Creative Destruction – Cedar Sanderson
I was introduced to this term this week when I was invited to create a presentation for a panel of this title. I’d never heard it before, and didn’t know precisely what it was all about, but the summary I was given sparked my imagination.
What can destructive forces create? What can they precipitate from the solution, sparking the coalescence of something new, and sometimes unpredictable, from human civilization catalyzed with tragedy?
I began my presentation with the Black Death in Europe. It’s the little things in life; that kill us and change our world. Fleas, in this case, carrying a disease between rats and humans. The numbers are soft, but estimates range around 25 million deaths from that epidemic, during the time it raged hotly over the continent, and many hundreds of thousands more in the centuries after. However, in the wake of all the death and destruction, there was change.
It is arguable that the Black Death led to the fall of serfdom, as labor was no longer readily and cheaply available – there simply weren’t enough bodies left standing. The plague led to the fall of the Roman Catholic Empire as it was, and the rise of Protestantism. And in a burst of pure creativity of the Arts, the Black Death led to the Renaissance, Shakespeare, and the glory that was that movement in art and literature.
But it was not the first time the plague had touched Western Civilization. Around 600 ad, the Justinian plague had struck, felling what was left of the Roman Empire, and establishing the course of the initial burst of European world domination. Both pandemics were much, much later confirmed to have the same originator, Yersinia pestis. It is the microscopic things.
There’s a song, which I can’t remember all the lyrics to (and I don’t know who performs it) but this much I recall: War! What is it good for?
The answer is deeply complex. I will leave the political and social considerations aside to talk about the benefits to medicine. Indeed, most modern medicine has been altered in some way by battlefield hospital needs. But during the Crimean War, death skyrocketed. Not from wounds received in battle, but disease. Florence Nightingale, who most people think of as the Mother of Nursing, was also responsible for mothering another field of medicine as she plotted when and why men were dying, and ferreted out the correlations and causations. It was war that led Florence Nightingale to leave her comfortable home and give birth to Epidemiology.
But a virus can also end a war. World War I, or the Great War, might have dragged on and on into the Eternal War, had not the influenza pandemic of 1918 taken all the wind out of the warring nation’s sails with the deaths of millions of relatively young and healthy people. And in an example of how telling the truth can sometimes get you in trouble: Spain was initially blamed for the pandemic, because they were a neutral nation, and their reporters were allowed to talk about the sickness, unlike those of France, Germany, and the US.
And enduring myth – one that is still taught in schools, is that disease helped conquer the ‘New World’ (in reality, an old one, just like buying a used car, you still call it the New Car) as the European explorers brought previously unknown diseases with them to the shores. The reality is that the Incas fell to a vastly inferior Spanish force because they had been racked with a ten-year drought, and a plague epidemic. Many other diseases were endemic to the region, and famine was Death’s stalking-horse long before Europe got involved.
In return for the new diseases, the trade went both ways. Europeans took home many new and interesting things from the ‘New World’ including foodstuffs. Sometime later, after the aristos with their financial interest in marketing the new foods made potatoes popular (Marie Antoinette, in an effort to popularize the potato, wore potato flowers in her hair), the inevitable happened. Overreliance on one crop, and that crop was struck down with a plant epidemic – the potato blight. Back to the ‘New World’ only now it was starving, desperate men and women, serving terms of indenturement that was virtually slavery, sold into servitude by the failure of a food crop.

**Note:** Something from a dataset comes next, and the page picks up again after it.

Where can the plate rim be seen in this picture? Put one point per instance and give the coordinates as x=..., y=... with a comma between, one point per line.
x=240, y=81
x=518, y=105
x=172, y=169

We rarely consider what would happen should a viroid (a plant virus) get loose and strike down one of the ‘staff of life’ foodstuffs that virtually the entire world depends on. The Staff of Life was almost kicked out from under us once, when wheat rust threatened to diminish the food produced by the US and shipped globally. Only through the efforts of a small team including Norman Borlaug (the Father of the Green Revolution), a process that took fourteen years, was wheat bred into a more resistant variety and stopped the threat of the rust. Borlaug went on to help countries like Pakistan and India develop their agriculture to the point of self-sufficiency, and that came from the threatened ruin of wheat rust.
I ended by talking about telomeres. The heterochromatic caps that protect the tips of our chromosomes, they do not replicate because they are so compressed, and as they wear away with age, we slowly self-destruct. Yet in that destruction, is there not also creativity? Would we be so driven to write, to create art, to live with passion, if we knew we had more time? In our own destruction, we create new life, and know that life is good, and will endure.